We get to use that in-between space to decide how we want to react, explore some options, and choose one to suit us. Then we act. We are in control of a lot more than we think. We are in control of whether we get mad or be kind, or speak up, or quiet down. We are in control of the words we choose, and the attitude behind it. We may not be in complete control of the emotions, but we are in control of our actions. Emotions are never good or bad to have, they just are. That doesn’t negate our power over our actions.
It’s possible that we have this because we are able to imagine, to imagine what the future will be like, and the knowledge that if we change our actions right now, the future could be more pleasant for us. Habits are simply how we override that in-between space, by acting in a certain way to certain stimuli over and over again – acting in a way we have chosen in advance – to save some mental space by ignoring the in-between with actions that are beneficial in some way.
And habits bring me back around to my right to be angry. Because even though I used all of this information to stop seeking the bad, and to quit looking for offensive things, I still had a problem. If I felt that I had a genuine right to be angry or offended, I somehow thought it was my duty to get angry and act angry, and make sure people knew that I was angry.

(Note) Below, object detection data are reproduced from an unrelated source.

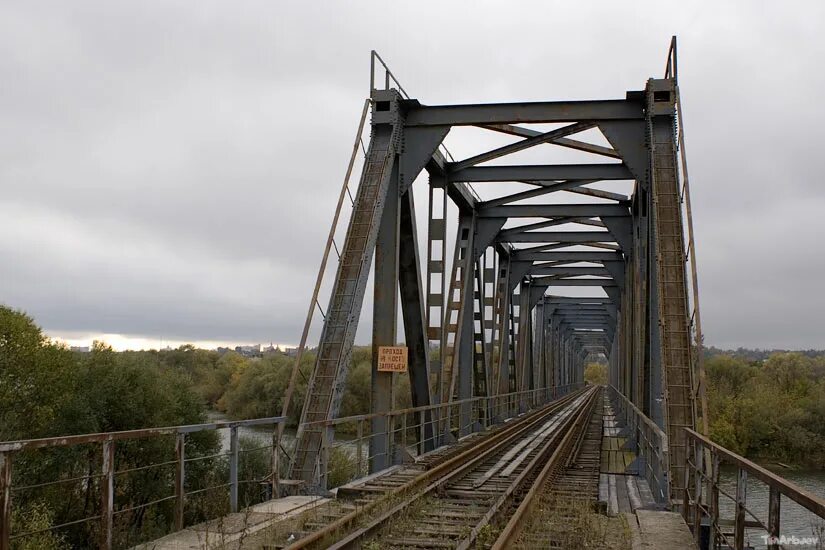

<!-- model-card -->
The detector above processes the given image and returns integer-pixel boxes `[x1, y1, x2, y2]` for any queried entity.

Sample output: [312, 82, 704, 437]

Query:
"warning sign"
[378, 346, 407, 372]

If the offense was blatant, and I wasn’t seeking it out or looking for a reason, then I knew that I must be angry.
Now I don’t want you to picture me going on a tirade through the house, throwing things, kicking the wall, etc… But if I could grab on to a genuine offense, I’d hop on and ride it for all it was worth. And this was a habit. I didn’t understand yet that I could choose this, too.
I think I was washing dishes listen to a Brain Tracy seminar on my phone, and he kept saying, “I’m responsible,” over and over again. My first thought was a joke. I thought – my life will be way easier if Brian Tracy is responsible for everything bad that happens. Then I had another one of those crazy epiphanies – I could clearly see what I had been doing.
I had been living a life where I mostly didn’t give grace to anyone. Grace is a beautiful word, and a beautiful idea. I lived in a place in my mind that had zero. I didn’t let up; I didn’t let the people around me be free to make their own mistakes. I was on a self-improvement journey, so heck, yeah, I’m allowed to make mistakes. But nobody around me has the same freedom. At least not with me. I will grab on to that mistake and make you feel awful about it. That’s how powerful I am.
But real power comes with grace. It doesn’t come with the immaturity of being angry because you have the right; or being angry because you’re somehow allowed the opportunity. Power comes in making the decision not to take offense, and to not feel like you’re wasting a good chance to be angry.
All of this to say – make grace your habit. Make understanding, and clarification, and humility a habit. You can change that that – you have the power in the in-between space – between stimuli and reaction – to become something much, much greater. And all you have to do is choose it.
This week in your journal, look for ways that you take offense. Examine your hot buttons and how you react each time one is pressed, and then write down how you wished you responded to each of these. And then write down, “It doesn’t have to be a wish. I can choose this reality.”